“Let’s march to victory!”, “It is time to storm the Bastille!”. These are some of the slogans on placards carried by 1 May demonstrators in Paris. Someone unfamiliar with French political folklore might assume that yet another revolution is under way.
No such luck. The time for revolution is all but gone for
good, even for France which is the birthplace of revolutionary ideas.
All that is happening in France these days is yet another
presidential election in which two wings of the same ruling elite are competing
for power.
Nicolas Sarkozy, a geyser of untamed energy who
represents the conservative coalition Union for a Popular Movement (UMP), leads
one wing. The other wing’s standard bearer is the Socialist candidate Francois
Hollande, a low-profile operator who, in one of those paradoxes of French
politics, is supposed to represent the revolutionary tradition.
In the current campaign the focus has been the economy.
This comes in a curious historical context. Here, for the first time, we have a
privileged majority that is concerned about the plight of the underprivileged
minority but is not ready to accept painful reforms.
In the past, those enjoying privileges formed a minority
of the population and always faced the danger of a revolution backed by the
underprivileged majority. For centuries, that was the pattern in French
history. When democracy came to France, the form of the interaction between the
privileged minority and the downtrodden minority changed while its substance
remained the same. On occasions, such as the 1936 general election that led to
the Popular Front reforms, the underprivileged majority would vote for a fairer
distribution of privileges.
In more recent decades, however, the situation in France
has been blocked because the majority, anxious to protect its privileges,
refuses change. Each time a government proposed reforms that threatened such
privileges as a five-week holiday stint, a shorter working week and a later
retirement age, it was chased out of power.
This time, however, the situation may be different if
only because many French realise that their economy may no longer be in a position
to provide the high living standards they have gotten used to. While
globalisation has nibbled at many markets for French goods, France has also
been losing is phenomenal competitive edge. In fact, French productivity, which
rose for a steady one per cent each year for three decades, has all but
stagnated since 2008.
The result is a 10 percent unemployment rate and a
general fall in the average French family’s purchasing power. Some fear that
the good times may well be over.
Such concerns have put two economists under the
limelight, once again.
At one end of the spectrum we have John Maynard Keynes,
the British economist whose ideas are supposed to have helped the Western world
emerge from the Great depression of the late 1920s. The core Keynesian idea is
that at a time of recession the government should intervene to create jobs,
even if, in normal circumstances, such jobs make no economic sense.
At the other end of the spectrum is the American
economist Milton Friedman whose recipe is built around a sound monetary policy
and a reduction of public expenditure.
In this election, Hollande represents the Keynesian
option while Sarkozy is inspired by Friedman’s ideas.
The trouble is that both men assume a freedom of choice
that France no longer has.

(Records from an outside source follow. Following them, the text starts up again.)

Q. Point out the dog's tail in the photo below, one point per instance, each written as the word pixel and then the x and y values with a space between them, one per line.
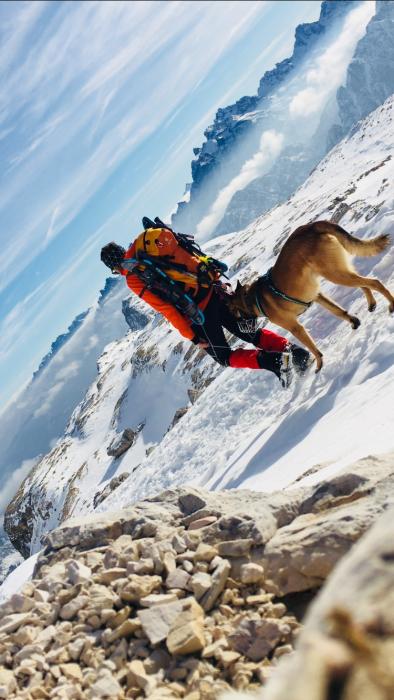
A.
pixel 353 245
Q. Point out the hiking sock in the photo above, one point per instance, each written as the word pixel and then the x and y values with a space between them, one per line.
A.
pixel 301 358
pixel 270 341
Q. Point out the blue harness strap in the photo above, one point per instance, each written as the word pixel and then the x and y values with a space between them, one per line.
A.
pixel 268 280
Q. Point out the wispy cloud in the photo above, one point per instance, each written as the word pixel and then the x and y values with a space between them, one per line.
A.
pixel 270 146
pixel 329 69
pixel 88 88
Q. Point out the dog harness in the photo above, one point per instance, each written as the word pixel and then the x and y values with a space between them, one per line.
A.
pixel 268 280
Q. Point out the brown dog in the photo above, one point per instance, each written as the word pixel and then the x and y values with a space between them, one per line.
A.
pixel 314 251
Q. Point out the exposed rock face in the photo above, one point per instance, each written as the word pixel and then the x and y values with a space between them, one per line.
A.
pixel 135 319
pixel 218 161
pixel 141 603
pixel 345 649
pixel 123 442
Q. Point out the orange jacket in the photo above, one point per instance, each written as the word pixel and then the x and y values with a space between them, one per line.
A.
pixel 182 324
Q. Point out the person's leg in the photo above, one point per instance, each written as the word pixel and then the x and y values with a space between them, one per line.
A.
pixel 219 316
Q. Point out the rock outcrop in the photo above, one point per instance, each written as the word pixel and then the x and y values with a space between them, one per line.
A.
pixel 218 160
pixel 185 595
pixel 346 647
pixel 370 76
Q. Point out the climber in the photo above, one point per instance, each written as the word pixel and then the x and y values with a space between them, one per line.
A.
pixel 206 294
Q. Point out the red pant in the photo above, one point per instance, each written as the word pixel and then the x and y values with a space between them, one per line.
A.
pixel 218 317
pixel 267 340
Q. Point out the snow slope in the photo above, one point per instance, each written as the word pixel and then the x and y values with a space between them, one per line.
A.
pixel 247 432
pixel 242 429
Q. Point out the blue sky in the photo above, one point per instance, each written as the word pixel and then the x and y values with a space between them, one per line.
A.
pixel 101 104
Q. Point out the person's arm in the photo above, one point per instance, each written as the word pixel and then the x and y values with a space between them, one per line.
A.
pixel 170 312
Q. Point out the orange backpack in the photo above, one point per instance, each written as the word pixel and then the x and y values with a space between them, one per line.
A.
pixel 187 265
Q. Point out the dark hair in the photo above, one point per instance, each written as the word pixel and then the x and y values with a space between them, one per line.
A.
pixel 112 255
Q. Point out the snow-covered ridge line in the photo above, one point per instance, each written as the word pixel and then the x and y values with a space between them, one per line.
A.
pixel 236 428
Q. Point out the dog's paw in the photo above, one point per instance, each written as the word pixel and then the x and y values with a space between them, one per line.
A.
pixel 355 322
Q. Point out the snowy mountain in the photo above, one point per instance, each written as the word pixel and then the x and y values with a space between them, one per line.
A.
pixel 370 76
pixel 161 413
pixel 235 136
pixel 38 416
pixel 369 81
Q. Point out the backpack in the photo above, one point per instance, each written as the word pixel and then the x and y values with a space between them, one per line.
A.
pixel 169 266
pixel 180 257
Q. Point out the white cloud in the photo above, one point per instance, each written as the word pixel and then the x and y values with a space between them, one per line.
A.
pixel 328 70
pixel 90 84
pixel 270 146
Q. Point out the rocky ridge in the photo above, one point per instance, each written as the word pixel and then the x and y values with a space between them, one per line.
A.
pixel 370 75
pixel 218 159
pixel 350 186
pixel 184 595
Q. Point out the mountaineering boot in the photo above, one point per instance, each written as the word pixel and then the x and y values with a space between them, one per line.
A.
pixel 279 363
pixel 300 357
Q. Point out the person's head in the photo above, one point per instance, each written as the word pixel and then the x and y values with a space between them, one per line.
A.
pixel 112 256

As a member of the European Union and the Eurozone,
France is in no position to adopt either philosophy. It has no control over its
currency and is chained to narrow options by Eurozone’s strict budgetary rules.
In dealing with the economy, Sarkozy may be better placed
than Hollande because his views are more in tune with the philosophy currently
dominant in the EU where all the talk is about reducing public debt and curbing
budget deficits.
In the final analysis, however, whoever is elected
president on Sunday will not be able to do more than surf a tide formed in
places beyond his control.
It is in foreign policy that Sunday’s election might have
an impact.
Unable to make much of running the economy, Hollande may
well try to silence his radical leftist flank with a number of foreign policy
gesticulations. He has already hinted that he would try to withdraw French
troops from Afghanistan two years earlier than agreed with other NATO members.
He may also tone down Sarkozy’s tough line on Syria and his almost personal
campaign against the Islamic Republic in Tehran. Hollande also banks on the
possibility of finding new friends from among the regimes produced by the “Arab
Spring”.
That would be no easy trapeze for Hollande. The French
Socialist party has always been staunchly pro-American. In 1982, President
Francois Mitterrand, a Socialist, was part of the front line campaigning for
the installation of American nuclear missiles in Europe. And in 1991, it was
also Mitterrand who mobilised European backing for the US-led war against
Saddam Hussein in Iraq.
In contrast, the Gaullist family, of which Sarkozy is the
champion today, has always included a bit of anti-Americanism in its
ideological cocktail. And, yet, Sarkozy could be regarded as the most
pro-American French president ever.
In other words, this Sunday’s election is full of
paradoxes. With ideological demarcation lines blurred, it is difficult for the
French voter to know who he is electing and why.